This circuit generates an alarm when the Mains power fails. It can be used as a Lift Alert so that the technician can immediately attend the stopped Lift. It is also helpful to know the power failure in labs where many instruments are switched on continuously.
The circuit is too simple and can be enclosed in a plug in type Adapter case. To make the circuit compact, a Transformerless power supply is used. So when the power is available, the rechargeable battery charges and when the power fails, the buzzer beeps using the power from the battery. No complex circuitry is included; instead a single relay is used to change over from the Mains supply to battery. This is only a prototype version and to get a loud alarm, only change needed is a 12 volt battery and a high sound beeper. Here the battery used is the 4 V 1 Ah mini Lead acid battery and the relay is 6V 100 Ohms type. Buzzer is 3-12 V DC Continuous type.

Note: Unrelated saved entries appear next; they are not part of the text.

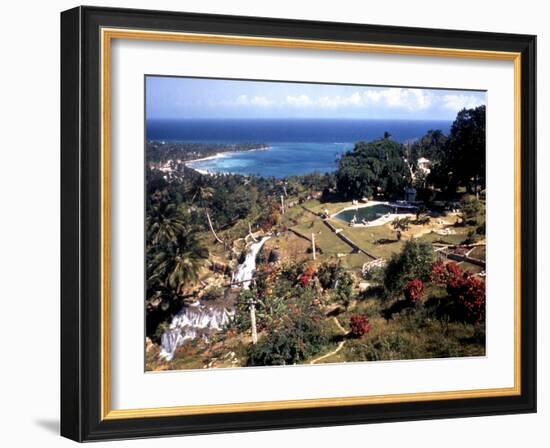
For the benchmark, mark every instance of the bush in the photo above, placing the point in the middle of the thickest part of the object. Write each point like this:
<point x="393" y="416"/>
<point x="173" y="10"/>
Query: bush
<point x="299" y="337"/>
<point x="470" y="207"/>
<point x="359" y="326"/>
<point x="328" y="273"/>
<point x="414" y="290"/>
<point x="414" y="262"/>
<point x="466" y="290"/>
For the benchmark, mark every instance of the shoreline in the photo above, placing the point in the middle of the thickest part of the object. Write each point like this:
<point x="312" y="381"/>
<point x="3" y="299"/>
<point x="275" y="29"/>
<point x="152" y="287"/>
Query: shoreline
<point x="218" y="155"/>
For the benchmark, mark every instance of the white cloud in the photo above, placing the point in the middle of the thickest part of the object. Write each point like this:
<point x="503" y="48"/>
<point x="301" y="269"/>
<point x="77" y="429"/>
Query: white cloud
<point x="394" y="98"/>
<point x="245" y="100"/>
<point x="410" y="99"/>
<point x="298" y="101"/>
<point x="330" y="102"/>
<point x="459" y="101"/>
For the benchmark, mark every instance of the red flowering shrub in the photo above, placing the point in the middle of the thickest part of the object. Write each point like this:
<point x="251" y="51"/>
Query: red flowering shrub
<point x="464" y="288"/>
<point x="307" y="275"/>
<point x="359" y="325"/>
<point x="414" y="290"/>
<point x="469" y="292"/>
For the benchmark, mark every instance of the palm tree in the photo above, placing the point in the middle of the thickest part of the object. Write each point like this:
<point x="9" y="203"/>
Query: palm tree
<point x="178" y="263"/>
<point x="202" y="192"/>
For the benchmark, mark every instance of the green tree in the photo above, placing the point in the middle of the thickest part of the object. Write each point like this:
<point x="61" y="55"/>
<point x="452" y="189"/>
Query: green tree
<point x="413" y="262"/>
<point x="177" y="263"/>
<point x="373" y="167"/>
<point x="343" y="291"/>
<point x="430" y="146"/>
<point x="202" y="192"/>
<point x="463" y="161"/>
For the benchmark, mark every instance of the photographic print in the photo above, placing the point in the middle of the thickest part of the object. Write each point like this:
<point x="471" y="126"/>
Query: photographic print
<point x="299" y="223"/>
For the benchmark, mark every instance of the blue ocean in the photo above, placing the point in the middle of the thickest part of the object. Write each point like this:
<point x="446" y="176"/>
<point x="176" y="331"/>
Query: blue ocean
<point x="295" y="146"/>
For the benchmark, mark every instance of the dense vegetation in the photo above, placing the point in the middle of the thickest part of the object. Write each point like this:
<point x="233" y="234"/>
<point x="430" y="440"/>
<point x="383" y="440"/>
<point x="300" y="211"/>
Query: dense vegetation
<point x="415" y="304"/>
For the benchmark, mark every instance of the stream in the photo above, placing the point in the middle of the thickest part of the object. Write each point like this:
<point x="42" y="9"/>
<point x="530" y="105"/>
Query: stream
<point x="202" y="320"/>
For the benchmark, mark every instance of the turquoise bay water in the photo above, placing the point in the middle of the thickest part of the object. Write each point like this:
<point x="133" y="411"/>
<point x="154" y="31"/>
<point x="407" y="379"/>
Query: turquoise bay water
<point x="278" y="160"/>
<point x="370" y="213"/>
<point x="296" y="146"/>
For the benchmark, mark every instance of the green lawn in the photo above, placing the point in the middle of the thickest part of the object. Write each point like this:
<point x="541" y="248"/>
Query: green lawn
<point x="327" y="240"/>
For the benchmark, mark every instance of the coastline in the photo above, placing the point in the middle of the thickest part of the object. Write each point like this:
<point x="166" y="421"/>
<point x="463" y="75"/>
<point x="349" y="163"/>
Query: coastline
<point x="219" y="155"/>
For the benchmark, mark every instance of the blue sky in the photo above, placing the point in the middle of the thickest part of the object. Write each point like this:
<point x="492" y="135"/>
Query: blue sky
<point x="177" y="98"/>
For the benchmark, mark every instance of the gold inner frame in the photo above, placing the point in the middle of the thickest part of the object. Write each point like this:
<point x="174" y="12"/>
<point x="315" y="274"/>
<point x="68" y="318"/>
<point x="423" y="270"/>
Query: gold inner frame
<point x="107" y="35"/>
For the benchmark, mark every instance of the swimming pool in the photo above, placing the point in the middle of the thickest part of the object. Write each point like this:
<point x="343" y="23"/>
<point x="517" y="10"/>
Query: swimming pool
<point x="369" y="213"/>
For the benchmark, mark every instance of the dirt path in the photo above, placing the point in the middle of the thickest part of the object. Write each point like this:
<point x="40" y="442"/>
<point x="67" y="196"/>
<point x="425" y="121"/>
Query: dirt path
<point x="337" y="349"/>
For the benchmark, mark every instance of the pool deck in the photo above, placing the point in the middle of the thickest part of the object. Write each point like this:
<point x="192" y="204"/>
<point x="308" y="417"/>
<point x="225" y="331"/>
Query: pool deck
<point x="378" y="221"/>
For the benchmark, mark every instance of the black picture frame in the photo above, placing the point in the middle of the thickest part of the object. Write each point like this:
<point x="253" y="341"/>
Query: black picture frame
<point x="81" y="211"/>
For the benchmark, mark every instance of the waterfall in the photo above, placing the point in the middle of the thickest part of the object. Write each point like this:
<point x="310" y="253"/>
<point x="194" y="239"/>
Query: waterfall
<point x="193" y="321"/>
<point x="245" y="271"/>
<point x="202" y="320"/>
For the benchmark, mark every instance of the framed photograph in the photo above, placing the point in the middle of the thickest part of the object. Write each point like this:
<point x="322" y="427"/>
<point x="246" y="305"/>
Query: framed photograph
<point x="276" y="224"/>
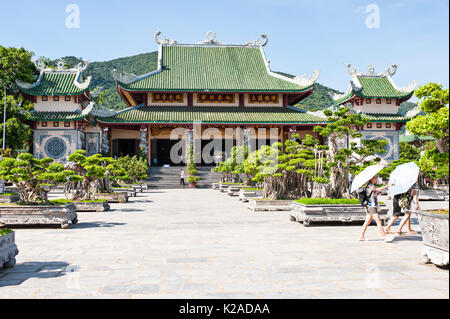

Warning! This circuit uses 230 VAC and exists at Lethal potential that can give a Fatal shock if touched. Build this circuit only if you are competent to handle high volt circuits. If you are a beginner and not familiar with AC circuit, leave this for safety.
Take all adequate safety measures during its testing. Test only after closing the case. Troubleshoot only after removing from the Mains.
The circuit has two sections. A Transformerless power supply and a Relay driven buzzer. Tried many Capacitors that can drive the relay and to provide sufficient current and voltage to charge the battery. After experimentation, finally selected the 225 J 400V capacitor. Its 2.2 uF and as per the calculation, it can deliver 101 mA current to hold the relay in the energized state as wells to provide charging current for the battery.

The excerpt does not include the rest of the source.